Method for Resonant Frequency Attenuation in Dynamic Audio Equalizer
Round 1
Reviewer 1 Report
Comments and Suggestions for AuthorsIn this paper, a method is proposed to attenuate the resonant frequency across the entire frequency spectrum of an audio signal. By applying a fast Fourier transform to the frequency spectrum, One-third octave bands and Equivalent Rectangular Bandwidth scale are derived. Simultaneously, a threshold curve array, which can detect the resonant frequency, is generated using the standard deviation. An IIR peak filter is then designed to process the input audio signal. The paper presents a clear logical structure, comprehensive work, and demonstrates a degree of innovation and engineering practicality. However, there are still several issues that require clarification or further attention from the authors.
- In line 251 on page 7, it is proposed that a judgment criterion of -15 dB should be used to determine whether to adopt the ERB distribution. However, the data lacks corresponding theoretical support. It is recommended that the author include relevant data or simulation experiments to substantiate this judgment criterion.
- The third section of the paper includes a detailed analysis of the experiment. However, it does not provide the specific resonant frequency of the corresponding audio data. This omission undermines the ability of the experimental results to support the conclusions drawn. It is recommended that the author enhance the third section by including the specific resonant frequency of the relevant audio data.
- In certain experiments, the images and analyses do not align well, as illustrated in Figure 11. It is recommended that the author enhance and optimize some of the experimental diagrams.
- The second section lacks specific algorithm details, particularly regarding the processing of arrays, such as threshold curves mentioned in Section 2.4. It is recommended that the author supplement and enhance this information.
- The datasetsutilized in this paper comprises 20 audio files, and it is recommended that the author consider expanding the datasets.
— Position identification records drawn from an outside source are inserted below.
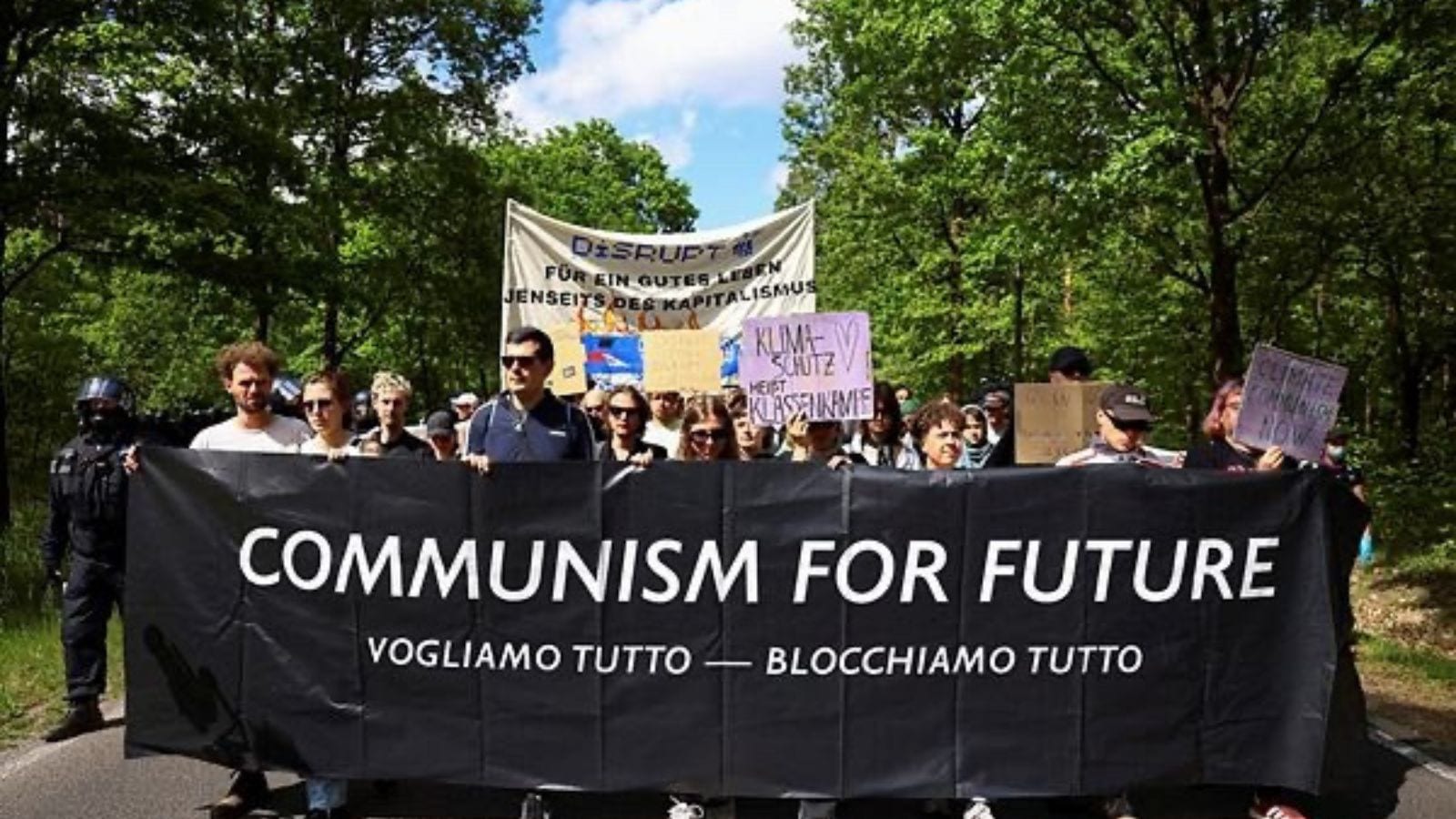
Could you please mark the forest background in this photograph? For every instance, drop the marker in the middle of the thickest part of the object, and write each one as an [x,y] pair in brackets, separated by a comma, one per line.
[1164,182]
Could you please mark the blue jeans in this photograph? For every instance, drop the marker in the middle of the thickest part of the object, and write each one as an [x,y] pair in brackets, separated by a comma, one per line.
[327,794]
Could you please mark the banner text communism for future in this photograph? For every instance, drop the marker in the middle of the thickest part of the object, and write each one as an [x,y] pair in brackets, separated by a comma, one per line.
[608,283]
[746,629]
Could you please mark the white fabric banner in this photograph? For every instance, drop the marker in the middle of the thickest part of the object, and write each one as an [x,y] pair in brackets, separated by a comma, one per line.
[612,283]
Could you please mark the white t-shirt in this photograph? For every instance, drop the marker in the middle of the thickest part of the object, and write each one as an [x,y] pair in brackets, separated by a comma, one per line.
[664,436]
[281,435]
[317,446]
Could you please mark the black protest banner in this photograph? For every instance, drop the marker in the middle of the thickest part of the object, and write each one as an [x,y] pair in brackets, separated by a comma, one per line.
[746,629]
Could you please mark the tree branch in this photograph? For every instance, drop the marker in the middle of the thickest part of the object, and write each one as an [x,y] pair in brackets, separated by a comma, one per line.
[18,278]
[1130,99]
[1337,86]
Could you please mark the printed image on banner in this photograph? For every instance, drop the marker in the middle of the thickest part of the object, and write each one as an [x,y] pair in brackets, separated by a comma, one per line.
[815,363]
[1289,401]
[613,360]
[618,283]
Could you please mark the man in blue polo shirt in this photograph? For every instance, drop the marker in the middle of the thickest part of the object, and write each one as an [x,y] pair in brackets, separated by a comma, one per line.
[526,421]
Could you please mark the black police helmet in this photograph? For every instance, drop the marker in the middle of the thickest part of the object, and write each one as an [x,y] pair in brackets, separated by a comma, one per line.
[288,389]
[106,387]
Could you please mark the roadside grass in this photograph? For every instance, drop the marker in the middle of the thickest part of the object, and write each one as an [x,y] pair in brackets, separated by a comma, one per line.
[33,672]
[1410,662]
[33,675]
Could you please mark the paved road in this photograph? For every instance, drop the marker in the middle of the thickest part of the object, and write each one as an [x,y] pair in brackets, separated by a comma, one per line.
[89,778]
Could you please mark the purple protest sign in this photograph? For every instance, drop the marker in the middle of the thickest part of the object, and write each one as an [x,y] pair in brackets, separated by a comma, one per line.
[813,363]
[1289,401]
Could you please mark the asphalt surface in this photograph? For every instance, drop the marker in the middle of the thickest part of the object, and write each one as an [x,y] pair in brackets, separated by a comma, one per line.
[87,777]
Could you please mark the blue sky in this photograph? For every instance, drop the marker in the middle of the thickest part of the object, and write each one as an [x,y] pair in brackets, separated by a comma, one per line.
[699,79]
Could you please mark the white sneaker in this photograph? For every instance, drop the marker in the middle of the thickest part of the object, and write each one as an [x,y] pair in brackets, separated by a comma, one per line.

- The font size of the coordinate axes in some images is too small, making it difficult to read clearly, as illustrated in Figures 5 and 6. It is recommended that the author make adjustments to improve readability.
Author Response
Comments 1: In this paper, a method is proposed to attenuate the resonant frequency across the entire frequency spectrum of an audio signal. By applying a fast Fourier transform to the frequency spectrum, One-third octave bands and Equivalent Rectangular Bandwidth scale are derived. Simultaneously, a threshold curve array, which can detect the resonant frequency, is generated using the standard deviation. An IIR peak filter is then designed to process the input audio signal. The paper presents a clear logical structure, comprehensive work, and demonstrates a degree of innovation and engineering practicality. However, there are still several issues that require clarification or further attention from the authors.
|
Response 1: We improve the paper according with the reviewer comments.
|
Comments 2: 1. In line 251 on page 7, it is proposed that a judgment criterion of -15 dB should be used to determine whether to adopt the ERB distribution. However, the data lacks corresponding theoretical support. It is recommended that the author include relevant data or simulation experiments to substantiate this judgment criterion. |
Response 2: Agree. We have added an explanation of how the threshold value was obtained on page 7, paragraph 6, line 255, providing details of the experimentation shown in the next paragraph. In addition, we have added Figure 4, showing the data obtained to calculate the threshold. “A threshold was determined for the choice between the third octave distribution and the ERB scale. The threshold was calculated by dividing all the audio files in the dataset into blocks of 4096 samples and obtaining the spectral flatness coefficient for each block. Finally, the average of all blocks was calculated, and the threshold was determined. The coefficient value for each block and the average value considered as threshold are shown in Figure 4. The resultant threshold was -15dB. In scenarios where the input signal exhibits an equivalent power concentration across the spectrum, i.e., where the Spectral Flatness coefficient exceeds the threshold, the distribution by thirds of octave is employed, as it exhibits a coherent bandwidth throughout the spectrum. In contrast, when the coefficient falls below the threshold, the ERB distribution is used, as it allows the bandwidth to vary throughout the spectrum.”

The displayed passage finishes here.